Monsieur le président, monsieur le ministre chargé de l'industrie, de l'énergie et de l'économie numérique, mes chers collègues, François Mitterrand, dans sa Lettre à tous les Français, évoquait, en avril 1988, la « guerre économique mondiale », soulignant que « l'économie mondiale » n'est qu'un « champ de bataille où les entreprises se livrent une guerre sans merci », une guerre « totale et générale » où le « relâchement ne pardonne pas ». Ce constat est plus vrai que jamais : l'économie s'est totalement mondialisée, la concurrence est devenue plus conflictuelle et plus déloyale que jamais avec la crise, les États, partout, jouant un rôle accru pour protéger et accompagner leurs entreprises à la conquête des marchés mondiaux. Le patrimoine des entreprises, lui-même, prend de plus en plus la forme d'informations dématérialisées, d'autant plus faciles à dérober que les techniques d'intrusion dans les réseaux, privés comme publics, se sont sophistiquées.

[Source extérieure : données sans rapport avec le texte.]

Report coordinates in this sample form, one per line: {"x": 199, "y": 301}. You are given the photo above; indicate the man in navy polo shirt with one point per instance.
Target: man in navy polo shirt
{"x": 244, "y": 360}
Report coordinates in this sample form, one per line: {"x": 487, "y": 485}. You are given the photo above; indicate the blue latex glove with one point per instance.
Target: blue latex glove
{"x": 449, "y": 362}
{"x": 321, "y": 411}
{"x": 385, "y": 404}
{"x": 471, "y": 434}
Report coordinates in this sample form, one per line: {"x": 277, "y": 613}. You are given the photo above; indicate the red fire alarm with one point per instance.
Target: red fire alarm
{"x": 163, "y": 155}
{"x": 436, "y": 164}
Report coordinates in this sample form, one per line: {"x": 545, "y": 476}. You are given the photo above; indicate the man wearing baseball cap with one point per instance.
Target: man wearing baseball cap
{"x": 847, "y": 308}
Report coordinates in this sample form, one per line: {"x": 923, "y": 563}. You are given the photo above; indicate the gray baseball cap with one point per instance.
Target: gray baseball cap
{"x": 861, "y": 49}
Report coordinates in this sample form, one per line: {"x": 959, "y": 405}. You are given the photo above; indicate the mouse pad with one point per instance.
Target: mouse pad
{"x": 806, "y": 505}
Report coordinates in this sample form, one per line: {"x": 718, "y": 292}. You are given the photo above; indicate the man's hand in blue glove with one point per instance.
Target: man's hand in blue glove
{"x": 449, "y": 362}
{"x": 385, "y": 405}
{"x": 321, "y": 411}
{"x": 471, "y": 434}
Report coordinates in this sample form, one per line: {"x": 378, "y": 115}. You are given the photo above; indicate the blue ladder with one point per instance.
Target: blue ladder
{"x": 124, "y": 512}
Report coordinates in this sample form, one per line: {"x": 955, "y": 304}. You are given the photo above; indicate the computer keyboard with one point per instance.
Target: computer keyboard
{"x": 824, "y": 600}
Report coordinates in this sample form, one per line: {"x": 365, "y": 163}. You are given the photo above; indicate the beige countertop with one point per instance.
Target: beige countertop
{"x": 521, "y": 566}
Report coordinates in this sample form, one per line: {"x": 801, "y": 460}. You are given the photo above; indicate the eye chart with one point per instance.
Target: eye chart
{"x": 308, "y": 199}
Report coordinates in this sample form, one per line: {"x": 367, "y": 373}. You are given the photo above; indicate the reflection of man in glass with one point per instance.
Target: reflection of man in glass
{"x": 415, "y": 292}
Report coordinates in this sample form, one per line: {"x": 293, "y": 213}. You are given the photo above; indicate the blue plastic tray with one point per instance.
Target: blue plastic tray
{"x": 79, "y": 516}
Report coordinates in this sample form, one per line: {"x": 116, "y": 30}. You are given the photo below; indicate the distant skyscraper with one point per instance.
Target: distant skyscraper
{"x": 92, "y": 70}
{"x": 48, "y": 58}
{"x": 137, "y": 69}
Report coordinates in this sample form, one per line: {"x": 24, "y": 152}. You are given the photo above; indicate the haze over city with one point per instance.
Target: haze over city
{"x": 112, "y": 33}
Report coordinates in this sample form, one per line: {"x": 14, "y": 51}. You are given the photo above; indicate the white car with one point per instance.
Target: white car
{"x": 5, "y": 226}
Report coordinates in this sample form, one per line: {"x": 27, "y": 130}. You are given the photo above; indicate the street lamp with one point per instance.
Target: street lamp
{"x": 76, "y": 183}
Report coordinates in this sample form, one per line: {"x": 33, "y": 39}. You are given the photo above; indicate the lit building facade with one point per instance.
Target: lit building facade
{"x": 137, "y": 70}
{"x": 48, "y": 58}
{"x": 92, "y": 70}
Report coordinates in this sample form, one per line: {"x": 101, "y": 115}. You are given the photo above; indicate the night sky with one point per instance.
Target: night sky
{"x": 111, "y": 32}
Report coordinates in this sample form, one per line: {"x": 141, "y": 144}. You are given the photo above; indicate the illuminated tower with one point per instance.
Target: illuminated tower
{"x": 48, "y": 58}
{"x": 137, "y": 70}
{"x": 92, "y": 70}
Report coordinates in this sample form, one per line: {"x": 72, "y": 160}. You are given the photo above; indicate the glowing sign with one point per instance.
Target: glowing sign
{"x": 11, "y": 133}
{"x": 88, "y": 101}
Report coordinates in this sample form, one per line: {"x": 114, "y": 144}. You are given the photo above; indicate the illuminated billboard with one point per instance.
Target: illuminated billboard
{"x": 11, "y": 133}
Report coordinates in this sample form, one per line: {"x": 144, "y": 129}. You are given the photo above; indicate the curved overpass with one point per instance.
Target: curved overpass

Le sujet que nous abordons, loin d'être partisan, est d'intérêt national : c'est la raison pour laquelle j'ai entamé mon propos par une citation de l'ancien président de la République, François Mitterrand. Protéger le secret des affaires, c'est protéger des emplois, des technologies sensibles, des investissements, lutter contre la désindustrialisation et, dans certains cas, garantir nos indépendances dans les secteurs stratégiques. La sécurité économique des entreprises ne peut d'évidence être laissée au seul ressort contractuel ; elle exige l'intervention des pouvoirs publics.
Beaucoup de pays l'ont bien compris : aux États-Unis, la loi sur l'espionnage économique de 1996 est issue d'une initiative bipartisane, présentée par un représentant républicain et deux représentants démocrates ; dans le même esprit, la proposition de loi adoptée le 8 décembre dernier par la commission des lois du Sénat américain, vise à renforcer cette loi, en portant les sanctions de quinze à vingt ans. Il serait heureux qu'il en soit de même en France. Le vote unanime de ce texte à la commission des lois, et le soutien que lui a apporté notre collègue Jean-Michel Boucheron, ancien président de la commission de la défense, constituent des signes encourageants à cet égard. J'espère qu'ils seront ce soir suivis de nombreux autres !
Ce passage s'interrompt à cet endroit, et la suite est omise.